Publicado 28/12/2011 10:30 | Editado 04/03/2020 16:30
O início do julgamento pelo STF da ação que questiona a vinculação horária da classificação indicativa dos programas de televisão deixou preocupados os movimentos que defendem a democratização da comunicação. A tese proposta pelo PTB e encampada pelas emissoras de TV contesta o artigo 254 Estatuto da Criança e do Adolescente, e defende que elas não possam ser punidas se optarem por desrespeitar o horário determinado na classificação indicativa. Em outras palavras, que programas com fortes cenas de sexo, violência e drogas, por exemplo, possam ser exibidos a qualquer hora do dia.
Os argumentos centrais apresentados pelas emissoras são dois: o primeiro é que a determinação de faixas horárias protegidas fere a liberdade de expressão e que a classificação deve ser indicativa e não impositiva. O segundo é que a classificação seria uma tentativa do poder público de substituir o pátrio poder.

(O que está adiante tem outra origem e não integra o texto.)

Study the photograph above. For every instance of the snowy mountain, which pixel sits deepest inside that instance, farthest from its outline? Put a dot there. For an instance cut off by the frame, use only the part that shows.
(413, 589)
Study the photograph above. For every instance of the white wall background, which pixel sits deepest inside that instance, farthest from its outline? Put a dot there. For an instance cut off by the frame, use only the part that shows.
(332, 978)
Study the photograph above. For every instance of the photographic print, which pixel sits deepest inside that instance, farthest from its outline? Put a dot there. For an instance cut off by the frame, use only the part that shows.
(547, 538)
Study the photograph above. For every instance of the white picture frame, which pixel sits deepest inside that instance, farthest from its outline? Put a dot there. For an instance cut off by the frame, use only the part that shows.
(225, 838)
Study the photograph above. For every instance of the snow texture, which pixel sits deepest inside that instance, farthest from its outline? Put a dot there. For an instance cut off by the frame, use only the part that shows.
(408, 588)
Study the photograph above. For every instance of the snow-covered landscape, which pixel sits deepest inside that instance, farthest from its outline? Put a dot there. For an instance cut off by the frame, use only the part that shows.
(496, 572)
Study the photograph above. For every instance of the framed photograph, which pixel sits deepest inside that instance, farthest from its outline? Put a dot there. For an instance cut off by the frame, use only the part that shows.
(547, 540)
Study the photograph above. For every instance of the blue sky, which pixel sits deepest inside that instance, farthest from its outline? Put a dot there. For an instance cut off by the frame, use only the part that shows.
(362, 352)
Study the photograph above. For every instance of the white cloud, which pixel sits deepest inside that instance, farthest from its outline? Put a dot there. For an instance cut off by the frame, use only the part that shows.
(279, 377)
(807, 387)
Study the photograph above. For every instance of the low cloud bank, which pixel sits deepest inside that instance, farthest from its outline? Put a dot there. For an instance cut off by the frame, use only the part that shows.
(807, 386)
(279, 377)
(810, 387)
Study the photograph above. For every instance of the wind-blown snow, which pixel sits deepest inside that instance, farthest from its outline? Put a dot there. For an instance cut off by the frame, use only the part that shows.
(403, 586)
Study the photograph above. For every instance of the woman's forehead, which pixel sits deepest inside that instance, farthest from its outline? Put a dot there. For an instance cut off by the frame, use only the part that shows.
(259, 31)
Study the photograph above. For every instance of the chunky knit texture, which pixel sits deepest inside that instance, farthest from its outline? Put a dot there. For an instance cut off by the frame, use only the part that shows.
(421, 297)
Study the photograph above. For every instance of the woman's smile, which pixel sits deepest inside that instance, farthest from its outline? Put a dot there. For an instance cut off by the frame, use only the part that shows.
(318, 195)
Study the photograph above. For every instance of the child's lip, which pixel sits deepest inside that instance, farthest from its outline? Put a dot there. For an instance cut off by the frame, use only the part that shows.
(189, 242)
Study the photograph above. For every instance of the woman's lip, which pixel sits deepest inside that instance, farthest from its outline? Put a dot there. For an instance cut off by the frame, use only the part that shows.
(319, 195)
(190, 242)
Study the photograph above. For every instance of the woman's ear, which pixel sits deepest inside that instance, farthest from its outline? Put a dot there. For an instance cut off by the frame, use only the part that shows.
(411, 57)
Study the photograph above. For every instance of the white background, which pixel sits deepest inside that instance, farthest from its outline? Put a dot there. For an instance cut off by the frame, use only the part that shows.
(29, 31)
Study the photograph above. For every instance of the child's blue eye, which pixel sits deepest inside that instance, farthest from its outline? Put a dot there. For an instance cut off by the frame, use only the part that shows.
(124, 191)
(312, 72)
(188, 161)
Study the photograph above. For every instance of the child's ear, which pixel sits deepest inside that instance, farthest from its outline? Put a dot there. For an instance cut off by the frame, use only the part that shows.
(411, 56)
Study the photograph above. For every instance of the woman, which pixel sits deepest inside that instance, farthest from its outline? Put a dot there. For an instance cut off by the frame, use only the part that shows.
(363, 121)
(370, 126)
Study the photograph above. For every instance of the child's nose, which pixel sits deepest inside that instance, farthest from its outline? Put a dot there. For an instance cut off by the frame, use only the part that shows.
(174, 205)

Os dois argumentos são totalmente contestáveis. Em primeiro lugar, a Constituição Federal é clara em equilibrar o direito fundamental à liberdade de expressão com o direito de crianças e adolescentes a proteção integral. O mesmo artigo 220 que garante a liberdade de expressão prevê a classificação indicativa, sendo explícito que o poder público tem o papel de informar a faixa etária e o horário em que a exibição seja inadequada. A classificação, portanto, é indicativa para os pais, mas as emissoras devem obrigatoriamente segui-la.
Ademais, em nenhum país do mundo a liberdade de expressão é tratada de forma absoluta; é sempre um direito equilibrado com outros direitos fundamentais. A visão expressa no voto do relator José Dias Toffoli, no entanto, afirma uma noção fundamentalista de liberdade de expressão, que não encontra respaldo em nenhuma democracia ocidental.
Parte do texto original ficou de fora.